De la critique en général et de celle du vin en particulier

L’idiotie de propositions comme celle que je viens d’évoquer et la déculturation qu’elles entretiennent dans le public me conduit ici à rappeler quelques principes. Quand d’heureux (a posteriori) hasards m’ont porté à reconstruire une Revue du Vin de France digne de son passé dans les années 1980, je n’étais qu’un simple amateur pas très différent de milliers d’autres à la seule différence que j’assurais depuis trois ans l’animation de dégustations publiques dans le cadre de l’École de dégustation créée par Steven Spurrier à côté de sa boutique de vins à Paris. Ces dégustations présentaient au public en présence du producteur les meilleurs vins de ce pays et l’échange convivial entre les amateurs présents et le vigneron était des plus instructifs. J’en ai conservé le réflexe de ne jamais oublier la destination finale de tout vin, le plaisir de celui qui le boit.

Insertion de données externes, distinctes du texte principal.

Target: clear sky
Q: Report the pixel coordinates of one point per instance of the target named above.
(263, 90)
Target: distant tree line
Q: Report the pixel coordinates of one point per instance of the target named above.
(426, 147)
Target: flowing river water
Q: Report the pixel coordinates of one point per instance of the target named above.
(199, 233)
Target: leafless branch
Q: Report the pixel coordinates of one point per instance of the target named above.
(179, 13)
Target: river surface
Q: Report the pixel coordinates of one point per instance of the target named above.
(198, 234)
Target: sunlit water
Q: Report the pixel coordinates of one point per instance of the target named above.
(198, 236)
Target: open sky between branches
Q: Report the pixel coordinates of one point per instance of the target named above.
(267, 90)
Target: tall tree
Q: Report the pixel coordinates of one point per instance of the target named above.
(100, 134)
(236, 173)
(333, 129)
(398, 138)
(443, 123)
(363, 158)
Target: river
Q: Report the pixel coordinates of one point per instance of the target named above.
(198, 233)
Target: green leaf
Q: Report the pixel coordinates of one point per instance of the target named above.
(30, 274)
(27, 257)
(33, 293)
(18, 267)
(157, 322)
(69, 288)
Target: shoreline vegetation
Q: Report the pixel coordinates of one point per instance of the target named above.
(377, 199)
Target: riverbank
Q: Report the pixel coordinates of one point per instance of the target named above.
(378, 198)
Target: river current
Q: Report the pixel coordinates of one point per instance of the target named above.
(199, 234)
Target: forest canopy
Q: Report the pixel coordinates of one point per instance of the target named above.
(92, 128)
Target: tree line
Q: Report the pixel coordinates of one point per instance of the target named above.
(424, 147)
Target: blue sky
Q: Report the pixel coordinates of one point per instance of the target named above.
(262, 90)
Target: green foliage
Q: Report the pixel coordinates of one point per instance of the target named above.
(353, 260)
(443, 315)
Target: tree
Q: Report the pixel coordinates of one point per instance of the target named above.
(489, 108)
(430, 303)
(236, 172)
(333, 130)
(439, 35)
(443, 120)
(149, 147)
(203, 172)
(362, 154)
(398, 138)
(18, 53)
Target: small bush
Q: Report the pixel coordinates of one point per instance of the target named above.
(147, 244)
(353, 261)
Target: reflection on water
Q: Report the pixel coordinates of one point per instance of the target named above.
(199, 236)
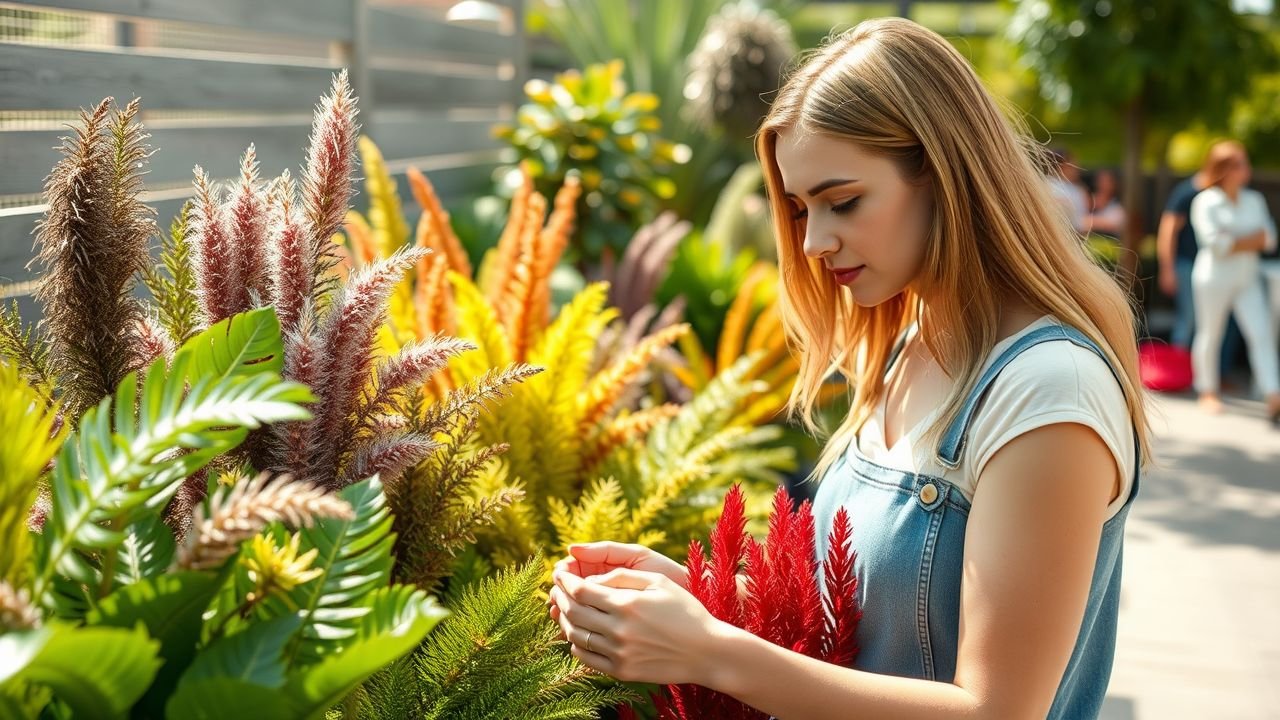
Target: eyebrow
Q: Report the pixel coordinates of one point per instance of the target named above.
(826, 185)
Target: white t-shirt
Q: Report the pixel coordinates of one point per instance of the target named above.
(1052, 382)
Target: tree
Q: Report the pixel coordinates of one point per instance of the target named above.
(1152, 64)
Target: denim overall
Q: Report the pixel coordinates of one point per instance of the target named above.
(909, 537)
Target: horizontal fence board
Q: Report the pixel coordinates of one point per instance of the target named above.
(405, 32)
(430, 135)
(42, 78)
(411, 90)
(28, 155)
(452, 182)
(46, 78)
(310, 18)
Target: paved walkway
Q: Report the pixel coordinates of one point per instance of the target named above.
(1200, 624)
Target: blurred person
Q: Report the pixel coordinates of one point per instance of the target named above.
(1106, 214)
(997, 425)
(1175, 251)
(1070, 194)
(1233, 227)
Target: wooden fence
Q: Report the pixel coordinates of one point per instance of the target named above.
(218, 74)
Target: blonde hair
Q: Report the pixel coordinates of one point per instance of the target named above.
(901, 91)
(1217, 159)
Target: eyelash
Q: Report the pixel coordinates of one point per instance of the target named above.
(837, 209)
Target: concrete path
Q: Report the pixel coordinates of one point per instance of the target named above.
(1200, 619)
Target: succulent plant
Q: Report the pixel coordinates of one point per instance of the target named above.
(586, 123)
(736, 65)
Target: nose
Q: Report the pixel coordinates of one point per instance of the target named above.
(819, 242)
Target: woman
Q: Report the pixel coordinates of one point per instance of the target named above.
(1232, 226)
(1107, 217)
(988, 465)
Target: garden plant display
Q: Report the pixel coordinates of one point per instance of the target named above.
(234, 497)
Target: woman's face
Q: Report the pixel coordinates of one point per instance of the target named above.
(858, 215)
(1238, 172)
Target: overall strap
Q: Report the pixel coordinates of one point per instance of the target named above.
(951, 446)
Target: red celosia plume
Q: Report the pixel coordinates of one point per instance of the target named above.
(782, 601)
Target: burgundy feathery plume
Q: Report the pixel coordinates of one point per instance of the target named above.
(288, 255)
(218, 269)
(407, 369)
(154, 342)
(246, 215)
(92, 245)
(298, 441)
(348, 335)
(327, 180)
(388, 458)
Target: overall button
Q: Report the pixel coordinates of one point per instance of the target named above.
(928, 493)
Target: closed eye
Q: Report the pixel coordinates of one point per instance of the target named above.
(845, 206)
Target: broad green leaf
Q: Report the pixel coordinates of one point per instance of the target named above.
(187, 414)
(252, 656)
(355, 557)
(17, 651)
(245, 343)
(400, 618)
(96, 671)
(170, 607)
(228, 698)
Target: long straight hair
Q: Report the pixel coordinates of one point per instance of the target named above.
(899, 90)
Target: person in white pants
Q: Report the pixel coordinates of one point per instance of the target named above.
(1233, 226)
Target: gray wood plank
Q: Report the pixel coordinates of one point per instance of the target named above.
(17, 236)
(28, 155)
(310, 18)
(402, 31)
(51, 78)
(398, 89)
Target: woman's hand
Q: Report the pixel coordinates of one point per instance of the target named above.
(636, 625)
(600, 557)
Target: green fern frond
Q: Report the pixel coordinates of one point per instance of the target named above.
(133, 450)
(32, 437)
(27, 350)
(602, 513)
(497, 656)
(355, 557)
(174, 296)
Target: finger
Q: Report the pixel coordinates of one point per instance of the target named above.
(607, 552)
(625, 578)
(594, 595)
(594, 642)
(572, 566)
(586, 616)
(593, 660)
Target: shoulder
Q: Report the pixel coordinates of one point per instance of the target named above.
(1182, 195)
(1054, 374)
(1051, 383)
(1208, 197)
(1255, 197)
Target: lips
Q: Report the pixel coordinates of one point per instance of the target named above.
(846, 276)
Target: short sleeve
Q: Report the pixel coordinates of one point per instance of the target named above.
(1051, 383)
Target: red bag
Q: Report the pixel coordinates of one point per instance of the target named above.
(1162, 367)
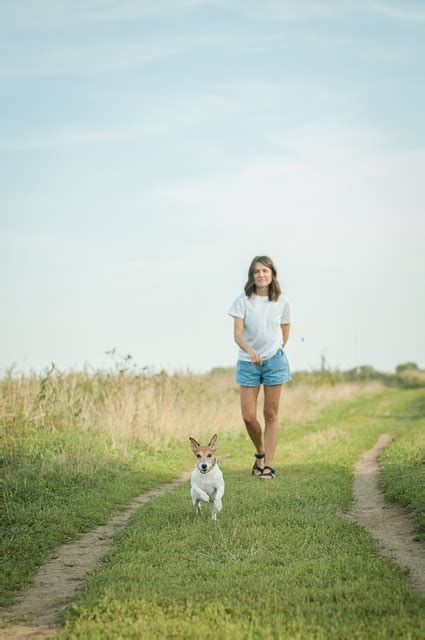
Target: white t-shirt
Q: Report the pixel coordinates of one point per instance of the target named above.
(262, 320)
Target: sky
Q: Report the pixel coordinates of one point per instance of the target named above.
(150, 149)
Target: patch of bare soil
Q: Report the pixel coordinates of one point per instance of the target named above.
(389, 523)
(58, 580)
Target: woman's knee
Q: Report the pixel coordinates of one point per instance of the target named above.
(250, 419)
(270, 415)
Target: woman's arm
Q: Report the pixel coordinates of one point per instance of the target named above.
(242, 343)
(285, 332)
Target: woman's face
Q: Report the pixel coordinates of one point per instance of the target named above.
(262, 275)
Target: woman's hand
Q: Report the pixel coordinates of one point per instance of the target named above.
(255, 357)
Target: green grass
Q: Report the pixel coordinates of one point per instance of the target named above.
(57, 484)
(283, 561)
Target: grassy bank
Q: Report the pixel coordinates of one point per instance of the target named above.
(403, 464)
(283, 561)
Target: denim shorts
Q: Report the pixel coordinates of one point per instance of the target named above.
(275, 370)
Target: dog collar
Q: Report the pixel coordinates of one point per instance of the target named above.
(211, 467)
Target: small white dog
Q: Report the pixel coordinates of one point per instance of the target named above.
(207, 479)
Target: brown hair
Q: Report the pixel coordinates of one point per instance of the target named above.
(274, 286)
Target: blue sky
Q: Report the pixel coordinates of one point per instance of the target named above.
(149, 150)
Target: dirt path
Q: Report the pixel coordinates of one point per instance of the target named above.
(58, 580)
(389, 523)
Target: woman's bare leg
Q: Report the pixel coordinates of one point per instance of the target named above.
(271, 411)
(249, 397)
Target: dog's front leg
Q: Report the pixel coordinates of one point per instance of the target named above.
(217, 504)
(198, 496)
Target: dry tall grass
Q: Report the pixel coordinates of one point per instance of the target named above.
(153, 409)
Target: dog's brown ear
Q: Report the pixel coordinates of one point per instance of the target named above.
(194, 444)
(213, 442)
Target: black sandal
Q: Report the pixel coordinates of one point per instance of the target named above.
(269, 474)
(259, 456)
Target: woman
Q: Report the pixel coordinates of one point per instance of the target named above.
(261, 328)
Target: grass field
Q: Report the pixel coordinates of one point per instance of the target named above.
(283, 561)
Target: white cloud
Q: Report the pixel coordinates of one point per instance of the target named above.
(402, 12)
(333, 193)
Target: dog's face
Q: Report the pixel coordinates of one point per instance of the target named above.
(204, 454)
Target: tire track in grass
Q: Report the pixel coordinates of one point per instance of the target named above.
(57, 581)
(389, 523)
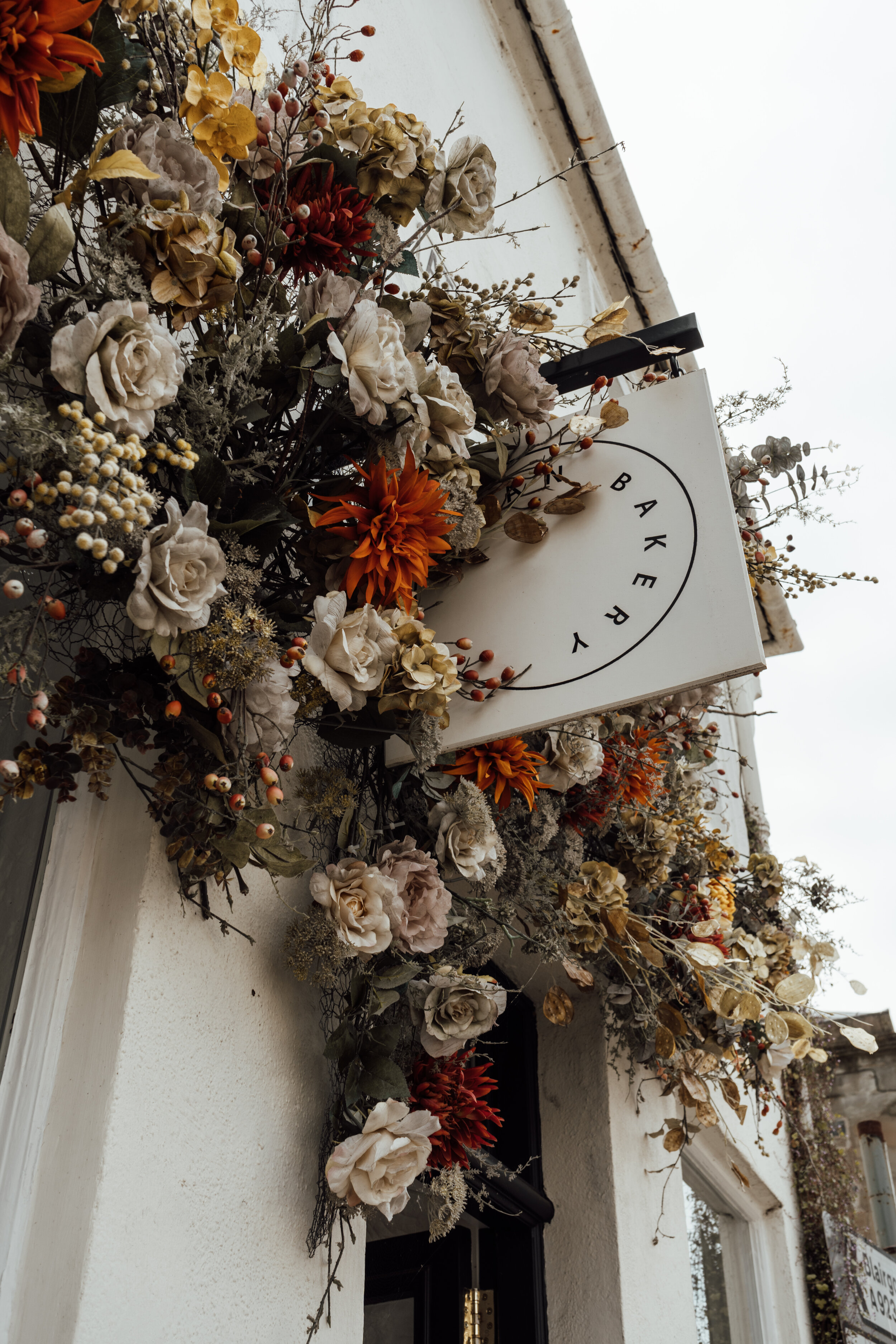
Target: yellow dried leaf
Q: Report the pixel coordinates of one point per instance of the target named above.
(578, 975)
(121, 165)
(672, 1019)
(675, 1140)
(664, 1043)
(558, 1007)
(526, 527)
(613, 414)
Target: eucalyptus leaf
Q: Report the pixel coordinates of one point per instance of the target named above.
(15, 198)
(50, 244)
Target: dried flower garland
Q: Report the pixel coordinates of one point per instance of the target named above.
(237, 456)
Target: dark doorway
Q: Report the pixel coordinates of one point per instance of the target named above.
(416, 1291)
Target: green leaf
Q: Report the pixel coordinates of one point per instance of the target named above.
(50, 244)
(382, 1080)
(409, 265)
(328, 377)
(387, 978)
(205, 737)
(69, 120)
(383, 999)
(15, 198)
(116, 85)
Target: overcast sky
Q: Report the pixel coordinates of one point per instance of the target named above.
(759, 144)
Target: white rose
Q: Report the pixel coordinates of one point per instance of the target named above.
(378, 1166)
(373, 358)
(271, 710)
(465, 182)
(123, 362)
(179, 573)
(463, 844)
(574, 756)
(348, 654)
(358, 898)
(452, 1010)
(438, 405)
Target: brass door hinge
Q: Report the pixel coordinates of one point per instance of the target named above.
(479, 1316)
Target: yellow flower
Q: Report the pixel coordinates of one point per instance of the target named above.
(241, 48)
(213, 16)
(219, 131)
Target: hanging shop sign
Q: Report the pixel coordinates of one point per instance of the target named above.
(866, 1281)
(637, 591)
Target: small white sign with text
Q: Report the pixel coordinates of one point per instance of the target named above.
(641, 595)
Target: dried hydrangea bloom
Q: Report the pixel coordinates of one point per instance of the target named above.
(357, 897)
(19, 300)
(167, 150)
(179, 573)
(452, 1010)
(123, 362)
(464, 185)
(378, 1166)
(420, 914)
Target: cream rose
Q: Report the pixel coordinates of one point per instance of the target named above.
(452, 1010)
(420, 916)
(358, 900)
(167, 150)
(378, 1166)
(464, 181)
(574, 756)
(19, 300)
(348, 654)
(123, 362)
(514, 382)
(465, 846)
(179, 573)
(373, 358)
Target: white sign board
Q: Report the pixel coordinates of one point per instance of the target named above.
(641, 595)
(866, 1281)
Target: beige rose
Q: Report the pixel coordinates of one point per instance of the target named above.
(123, 362)
(574, 756)
(348, 654)
(452, 1010)
(420, 916)
(19, 300)
(465, 846)
(358, 898)
(179, 573)
(464, 185)
(378, 1166)
(373, 358)
(514, 383)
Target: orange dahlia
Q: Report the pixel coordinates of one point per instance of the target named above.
(507, 764)
(400, 525)
(453, 1093)
(37, 43)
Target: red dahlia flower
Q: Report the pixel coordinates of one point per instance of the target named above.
(398, 523)
(453, 1093)
(332, 234)
(37, 43)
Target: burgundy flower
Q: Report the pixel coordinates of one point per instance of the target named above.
(332, 234)
(453, 1095)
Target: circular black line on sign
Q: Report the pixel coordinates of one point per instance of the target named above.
(569, 681)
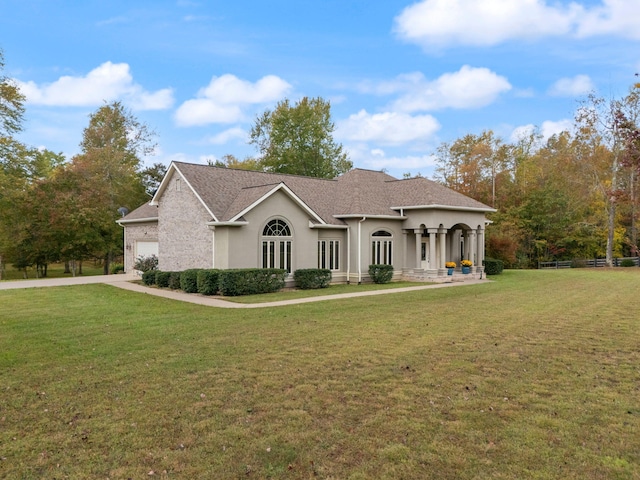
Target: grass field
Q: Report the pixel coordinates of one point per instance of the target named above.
(535, 375)
(55, 270)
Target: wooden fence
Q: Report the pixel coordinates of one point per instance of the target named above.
(588, 263)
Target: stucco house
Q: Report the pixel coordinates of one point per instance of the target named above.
(212, 217)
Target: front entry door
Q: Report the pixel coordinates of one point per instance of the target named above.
(424, 255)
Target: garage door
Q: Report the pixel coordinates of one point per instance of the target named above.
(146, 249)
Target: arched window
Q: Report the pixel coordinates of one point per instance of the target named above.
(277, 243)
(382, 248)
(276, 228)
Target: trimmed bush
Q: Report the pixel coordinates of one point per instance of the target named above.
(312, 278)
(208, 281)
(149, 277)
(174, 280)
(381, 273)
(144, 264)
(116, 268)
(162, 278)
(251, 281)
(189, 280)
(493, 266)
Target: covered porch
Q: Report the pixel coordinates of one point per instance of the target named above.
(428, 249)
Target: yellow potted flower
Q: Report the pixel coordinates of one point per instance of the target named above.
(466, 266)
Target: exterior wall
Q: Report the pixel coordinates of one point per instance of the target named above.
(244, 243)
(360, 250)
(456, 224)
(135, 232)
(184, 239)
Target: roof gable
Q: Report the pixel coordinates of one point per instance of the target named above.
(228, 194)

Mais l’activité de journaliste du vin, dans une revue qui plus est spécialisée et, d’une certaine façon, institutionnelle, c’était une autre paire de manches. C’était d’abord un pouvoir, le pouvoir en quelque lignes et sur l’effet de l’instant de juger le travail de toute une année pour un vigneron, sans tenir compte dans le cadre de dégustations à l’aveugle de son passé de producteur, celui de ses ancêtres ou de ses prédécesseurs et sans possibilité pour lui d’appel, en cas d’imprécision ou même d’erreur dans la formulation du jugement. Ce pouvoir, l’amateur d’aujourd’hui, quand il participe à un forum public sur internet, le partage désormais avec nous autres, journalistes professionnels, ce qui devrait le rendre attentif à ce qui suit. Dans mon cas, ce pouvoir se doublait d’une fonction et, comme pour toute fonction, on ne peut faire l’impasse sur son éthique. Juger, c’est évidemment être impartial, indépendant, responsable. Les deux premières obligations sont reconnues de tous. La troisième l’est moins et est tout aussi contraignante. Elle me plonge souvent douloureusement dans un va-et-vient permanent d’interface entre l’univers de la production et le respect des personnes, même dans le cas d’une critique sévère de leur travail, ce qui implique une argumentation constructive et, dans toute la mesure du possible, empathique, celui du public qu’on informe et celui de la société, pouvoirs publics et ensemble des citoyens, parce que le vin est un produit contenant de l’alcool et relevant d’une politique de la santé.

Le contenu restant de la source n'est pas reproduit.